Al llegar al poblado, se enteró de que su esposa la princesa estaba muy enferma, a punto de morir. El joven sacó el frasco de agua milagrosa, le dio a beber y de inmediato la curó.
Le contaron también que el pueblo estaba furioso contra el rey, que elevaba día a día los impuestos. El muchacho repartió entonces algunas manzanas de oro entre los más pobres y prometió traerles más.
Los pobladores, agradecidos, decidieron nombrarlo nuevo rey y destituir al anterior.
Después de la coronación, el joven llamó al que había sido rey y le dijo:
- Voy a ser justo. Aquí están los tres pelos del Diablo Pelos de Oro, tal como me lo habías pedido. Ahora te ordeno que vayas hasta donde él vive y me traigas tres pelos más.

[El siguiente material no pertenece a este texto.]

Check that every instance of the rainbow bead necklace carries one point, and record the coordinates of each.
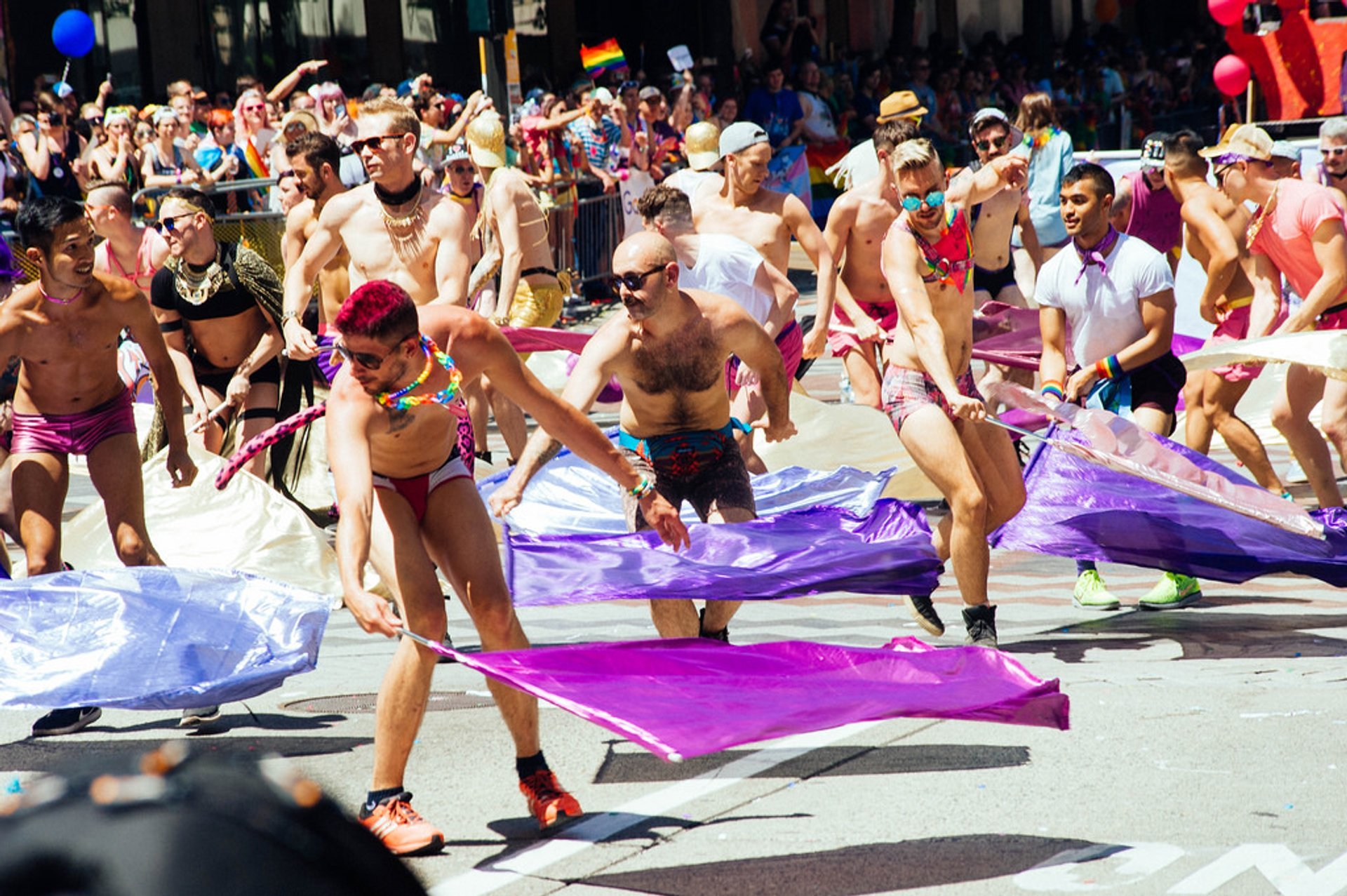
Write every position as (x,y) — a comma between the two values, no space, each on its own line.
(401,401)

- Pero... pero... -respondió el que había sido rey-, pero no puedes pedirme eso. No sé adónde vive el diablo y, aún si lo encontrara, no saldría de allí con vida.
A lo que el nuevo monarca respondió:
- ¡A la palabra del rey, no puedes faltar! ¡Es una orden y deberás marchar de inmediato!
Así lo hizo el que antes había sido rey y fue encontrándose con todo lo que el muchacho se había encontrado antes: el árbol, el pozo y sus centinelas y siguió caminando hasta que llegó al inmenso río.
Una vez allí, le pidió al barquero que lo cruzara hasta la otra orilla.
- ¡Cómo no! -le dijo el hombre.
Apenas se subió al bote, el barquero le suplicó que le sostuviera los remos unos instantes y cuando el que había sido rey tomó los remos, aprovechó para escapar.
Y dicen los que saben, que aquel malvado rey, está remando todavía.